Plastic Man #1,
(variant cover artwork by Amanda Conner and Dave Johnson)
I’ve had a tremendous soft spot for Jack Cole’s Plas going right back to childhood, when I was knee-high to a Bat-Mite. A small, very dingey old store near the supermarket my parents used to go to had piles of old American comics on some spinners for some reason (it wasn’t a comic shop, they barely existed then, this was just a dusty store that sold all sorts and the owner, for some reason, regularly got bundles of old comics cheap and flogged them off). And in the time-honoured tradition I would be allowed to pick out a couple of comics from this store as a way of keeping a youngster amused and quiet while the adults got on with the grocery run. I remember the store always had a lot of old Plastic Man issues, and they soon became my favourite, and it’s not hard to see why a kid would enjoy them so much – adventure, superheroes but all with wise-cracking humour. I loved Plas. I loved all my superheroes as a kid, but Plas was the one I wanted a a pal, if he had been real.
So browsing the racks this week for the new releases for my lunchtime reading, of course I was going to have to pick up the first issue of a new take on Plastic Man, although I was also worried a bit, as many old fans of Plas would be, I think – I mean you want to see new stories with your beloved character, but what if they don’t get him right?

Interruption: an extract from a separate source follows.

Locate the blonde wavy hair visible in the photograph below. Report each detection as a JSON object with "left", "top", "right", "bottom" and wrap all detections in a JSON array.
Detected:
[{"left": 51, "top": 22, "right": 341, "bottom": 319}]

Fortunately the writing is in the hands of one of our best mainstream comics scribes, Gail Simone, with art by Adriana Melo, who manages the difficult juggling task of being able to depict scenes of criminal brutality (a vicious baseball beating in a back alley by some hoods) with the lighter, more cartoony touch required for Plas himself in action. I knew she had it just right when only a handful of pages into this first issue she has a large splash page of an exuberant Plas stretching up above the surrounding buildings with a delighted smile on his face as he strides forward. It’s a moment of pure comics joy.
Small-time criminal and safecracker (much like the earlier Plas before he became a hero), Eel O’Brian is being held down on his knees by hoodlums, while their leader tries to placate his moll, who is furious at being made to wait for their meal out, while he “takes care of a little business”. With a baseball bat. Making this worse, these aren’t some sworn enemies of poor Eel, they are his former friends and gang members who, after a heist went wrong (with him being wounded and accidentally doused with a chemical in the factory they were robbing), abandoned him for dead. You’d think they would be delighted to see him back from the dead, but no, not unless beating someone to a pulp with a baseball bat is a strange version of welcoming someone.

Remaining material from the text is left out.